I remember that time and it was kind of awful. It was brutal in terms of packaging, and lugging around all those cds sucked. It was way more expensive and the money still all went to record companies, not to mention how terrible it felt to pay full price for a mostly garbage cd just for one song (singles existed though but not for everything).
Records companies also had final say on who we listened too and completely controlled the whole scene essentially.
I get the nostalgia but it was 100% worse both for artists and consumers. Well it has always been rough for artists tbh, I don't know if it's harder right now or not.

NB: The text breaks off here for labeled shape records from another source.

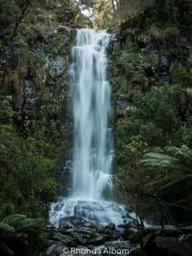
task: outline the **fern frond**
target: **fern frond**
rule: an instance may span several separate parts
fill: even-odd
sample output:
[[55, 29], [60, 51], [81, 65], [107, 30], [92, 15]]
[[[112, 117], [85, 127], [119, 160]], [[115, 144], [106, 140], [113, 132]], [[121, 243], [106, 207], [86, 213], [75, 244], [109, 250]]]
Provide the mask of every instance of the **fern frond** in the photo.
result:
[[25, 215], [22, 214], [11, 214], [3, 218], [2, 221], [3, 223], [6, 223], [7, 224], [11, 224], [15, 221], [18, 221], [23, 218], [26, 218]]
[[8, 248], [7, 245], [3, 242], [1, 242], [1, 241], [0, 241], [0, 251], [2, 254], [2, 255], [14, 255], [14, 253], [12, 251], [12, 250]]
[[6, 216], [14, 214], [15, 212], [15, 207], [12, 203], [8, 203], [3, 205], [3, 211]]
[[1, 236], [7, 237], [15, 232], [15, 229], [6, 223], [0, 222]]
[[28, 237], [27, 234], [25, 233], [15, 233], [14, 235], [14, 237], [16, 238], [24, 238], [27, 239]]

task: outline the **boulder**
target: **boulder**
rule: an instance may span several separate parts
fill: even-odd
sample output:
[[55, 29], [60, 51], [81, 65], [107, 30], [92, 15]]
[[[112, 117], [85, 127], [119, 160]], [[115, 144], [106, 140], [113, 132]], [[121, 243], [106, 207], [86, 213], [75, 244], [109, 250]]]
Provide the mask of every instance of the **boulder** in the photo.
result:
[[100, 224], [98, 226], [97, 232], [99, 234], [108, 234], [110, 231], [114, 230], [115, 225], [110, 223], [107, 225]]
[[178, 228], [178, 229], [183, 234], [192, 234], [192, 229], [189, 228]]
[[192, 250], [174, 237], [157, 237], [147, 250], [149, 256], [192, 256]]
[[82, 225], [82, 226], [85, 228], [89, 228], [91, 229], [95, 229], [97, 227], [96, 225], [92, 222], [85, 223], [85, 224]]
[[101, 245], [105, 242], [105, 237], [102, 236], [95, 237], [90, 241], [90, 243], [94, 245]]
[[59, 256], [61, 254], [60, 252], [58, 250], [53, 249], [51, 251], [51, 254], [55, 255], [56, 256]]
[[52, 232], [49, 236], [49, 239], [59, 241], [67, 246], [70, 247], [72, 245], [73, 238], [60, 233]]
[[[116, 251], [116, 255], [127, 255], [131, 250], [131, 246], [127, 241], [115, 241], [111, 242], [106, 242], [105, 243], [104, 247], [101, 250], [102, 253], [105, 253], [104, 255], [114, 255], [114, 252], [111, 251], [111, 249], [114, 249], [116, 251], [120, 250], [122, 254], [119, 254], [119, 252]], [[111, 251], [110, 251], [111, 249]], [[108, 254], [107, 254], [107, 252]]]
[[[51, 252], [50, 250], [49, 252], [49, 250], [48, 249], [48, 250], [47, 251], [47, 253], [48, 253], [48, 254], [49, 254], [49, 253], [52, 253], [53, 254], [55, 254], [56, 256], [62, 253], [65, 249], [69, 250], [68, 247], [64, 246], [62, 245], [54, 245], [50, 248], [51, 248]], [[59, 254], [57, 254], [57, 252], [59, 253]]]
[[[161, 226], [153, 226], [146, 228], [145, 233], [147, 234], [149, 233], [156, 233], [159, 234], [161, 232]], [[167, 237], [177, 237], [180, 234], [182, 234], [182, 232], [177, 228], [172, 225], [165, 225], [164, 226], [164, 234]]]
[[115, 229], [114, 232], [113, 236], [116, 238], [118, 237], [122, 237], [124, 233], [124, 229], [123, 228], [120, 228], [119, 229]]
[[81, 217], [65, 217], [64, 218], [61, 218], [61, 220], [60, 220], [59, 226], [60, 228], [76, 228], [81, 226], [85, 223], [87, 223], [87, 221], [84, 218], [81, 218]]
[[76, 229], [69, 229], [66, 230], [62, 231], [62, 233], [65, 234], [70, 235], [73, 234], [75, 232], [77, 232], [78, 230]]
[[129, 256], [143, 256], [143, 254], [140, 250], [133, 250], [129, 254]]
[[76, 234], [75, 237], [78, 243], [80, 243], [80, 245], [84, 245], [87, 242], [87, 240], [81, 237], [81, 236]]
[[180, 237], [179, 241], [183, 243], [192, 243], [192, 234], [183, 234]]
[[120, 110], [124, 109], [128, 105], [128, 103], [126, 101], [116, 101], [116, 103], [119, 106]]

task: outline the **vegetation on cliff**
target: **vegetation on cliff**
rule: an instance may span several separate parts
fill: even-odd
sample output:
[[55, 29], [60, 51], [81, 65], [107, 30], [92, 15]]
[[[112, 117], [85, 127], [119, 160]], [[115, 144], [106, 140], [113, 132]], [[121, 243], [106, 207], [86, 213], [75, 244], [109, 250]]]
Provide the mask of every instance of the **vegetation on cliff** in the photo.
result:
[[[108, 50], [108, 76], [117, 104], [113, 189], [118, 200], [141, 223], [149, 217], [161, 224], [181, 223], [183, 214], [190, 223], [191, 7], [190, 0], [0, 0], [0, 246], [5, 255], [12, 250], [37, 255], [47, 241], [39, 218], [47, 217], [47, 207], [57, 200], [62, 152], [72, 145], [67, 70], [75, 42], [72, 27], [117, 32]], [[177, 159], [186, 165], [175, 168], [169, 161]], [[5, 213], [7, 207], [14, 212]], [[27, 220], [32, 224], [22, 230], [23, 237], [18, 227]], [[18, 239], [27, 250], [18, 250]]]

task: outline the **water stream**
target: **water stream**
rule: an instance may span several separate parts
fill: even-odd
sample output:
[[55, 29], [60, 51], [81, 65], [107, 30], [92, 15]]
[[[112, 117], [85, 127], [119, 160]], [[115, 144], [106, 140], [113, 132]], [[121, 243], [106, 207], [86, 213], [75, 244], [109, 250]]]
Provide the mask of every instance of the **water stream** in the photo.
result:
[[105, 31], [78, 30], [70, 69], [73, 96], [74, 147], [67, 170], [72, 173], [68, 198], [52, 204], [49, 220], [83, 217], [95, 223], [122, 223], [123, 207], [111, 207], [101, 192], [111, 186], [114, 157], [111, 87], [106, 80], [106, 48], [113, 36]]

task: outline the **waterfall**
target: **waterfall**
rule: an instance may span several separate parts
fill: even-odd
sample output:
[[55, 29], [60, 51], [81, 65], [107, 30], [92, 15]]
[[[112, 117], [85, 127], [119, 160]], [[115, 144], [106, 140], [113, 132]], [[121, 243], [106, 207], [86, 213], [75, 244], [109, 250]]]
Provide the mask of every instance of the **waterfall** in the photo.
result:
[[122, 222], [123, 208], [101, 199], [111, 186], [114, 156], [112, 129], [107, 127], [111, 108], [106, 53], [112, 36], [105, 31], [78, 30], [72, 49], [74, 147], [67, 164], [72, 184], [68, 198], [51, 205], [49, 220], [57, 226], [61, 218], [72, 215], [95, 223]]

The contracts that steal music from artists haven't changed one iota. Unless you've got juice like Paul McCarty, Beyonce, or Taylor Swift, and even then it can be a fight that takes years.
They want fuckin 40 bucks for a vinyl these days and they don't even throw in a digital download for that price, and the radio is owned by like three companies unless you live near a college station.
When I discovered that it was possible to buy and download drm free lossless flac-files i went back to buying music again. Never looked back tbh.
Where do you buy them from?
honestly, most of my CDs have been used once: Put in a PC and ripped (to 96kbps MP3s, of course!)
I'm starting (a little late) to build my music library this way too. I self host jellyfin , for which there are some nice music players. But, I still have my Spotify account currently while I gradually build my personal library. I'll admit tho, I will miss the algorithm and artist suggestions
Same but I have a huge collection of digital media.
I find it funny that I have those examples in my "huge library of physical media."